I have a question regarding trying to prove that a number is supremum of the set: $ A=\left \{ \frac{4n}{n+1}:n\in \mathbb{N} \right \} $. Clearly 4 is an upper bound to the set. But how can i prove for example that the number $ 10$ is not the supremum of $A $?

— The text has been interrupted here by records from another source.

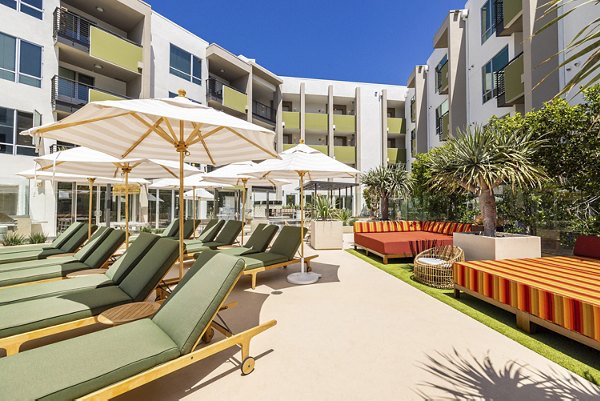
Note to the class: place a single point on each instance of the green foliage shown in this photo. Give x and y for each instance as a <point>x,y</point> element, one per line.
<point>386,183</point>
<point>13,239</point>
<point>323,208</point>
<point>37,238</point>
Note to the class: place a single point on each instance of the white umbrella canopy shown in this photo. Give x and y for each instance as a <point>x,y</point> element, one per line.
<point>157,128</point>
<point>296,163</point>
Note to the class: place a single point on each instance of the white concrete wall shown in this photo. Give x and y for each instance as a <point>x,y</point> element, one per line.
<point>165,32</point>
<point>478,54</point>
<point>29,99</point>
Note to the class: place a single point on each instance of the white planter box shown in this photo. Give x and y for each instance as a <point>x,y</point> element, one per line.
<point>326,234</point>
<point>504,246</point>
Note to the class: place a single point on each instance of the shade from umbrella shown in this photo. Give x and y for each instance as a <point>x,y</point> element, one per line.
<point>297,163</point>
<point>157,128</point>
<point>89,162</point>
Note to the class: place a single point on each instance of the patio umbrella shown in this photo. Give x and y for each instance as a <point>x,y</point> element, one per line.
<point>194,182</point>
<point>36,174</point>
<point>297,163</point>
<point>158,128</point>
<point>234,174</point>
<point>91,163</point>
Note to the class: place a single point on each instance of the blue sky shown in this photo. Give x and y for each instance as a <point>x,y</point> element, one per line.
<point>353,40</point>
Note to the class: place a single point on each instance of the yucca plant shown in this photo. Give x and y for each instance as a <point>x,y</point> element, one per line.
<point>37,238</point>
<point>585,43</point>
<point>480,160</point>
<point>13,239</point>
<point>387,182</point>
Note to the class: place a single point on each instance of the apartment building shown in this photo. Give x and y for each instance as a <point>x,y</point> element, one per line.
<point>487,61</point>
<point>58,55</point>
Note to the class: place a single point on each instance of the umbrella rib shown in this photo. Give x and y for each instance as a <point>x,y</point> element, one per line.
<point>144,136</point>
<point>77,123</point>
<point>252,143</point>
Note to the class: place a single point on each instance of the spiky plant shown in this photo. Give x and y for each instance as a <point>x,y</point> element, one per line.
<point>387,182</point>
<point>480,160</point>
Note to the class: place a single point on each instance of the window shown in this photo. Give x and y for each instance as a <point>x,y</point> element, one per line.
<point>11,123</point>
<point>488,20</point>
<point>488,76</point>
<point>185,65</point>
<point>30,7</point>
<point>20,59</point>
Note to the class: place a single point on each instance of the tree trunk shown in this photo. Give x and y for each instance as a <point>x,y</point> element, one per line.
<point>385,205</point>
<point>487,204</point>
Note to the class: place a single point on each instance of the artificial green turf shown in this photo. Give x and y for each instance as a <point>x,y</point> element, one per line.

My attempt: If $s = sup(A) $ there exist no number $10 - \varepsilon$ where $\varepsilon > 0$ such that $a > 10 - \varepsilon$ where $a \in A$. I am trying to prove this by contradiction where I am assuming that this number exists and arrive at the following:
$\frac{4n}{n+1}>10-\varepsilon\\\\\Leftrightarrow 4n>(10-\varepsilon)(n+1)\\\\\Leftrightarrow -6n+\varepsilon n > 10 - \varepsilon\\\\\Leftrightarrow n(\varepsilon-6)>10-\varepsilon\\\\\text{case:} \ \varepsilon\geq 6:n>\frac{10-\varepsilon}{\varepsilon-6}\\\\\text{case:}\ \varepsilon <6:n<\frac{10-\varepsilon}{\varepsilon-6}$
I dont understand how to interpret this result really and would appreciate any explanation.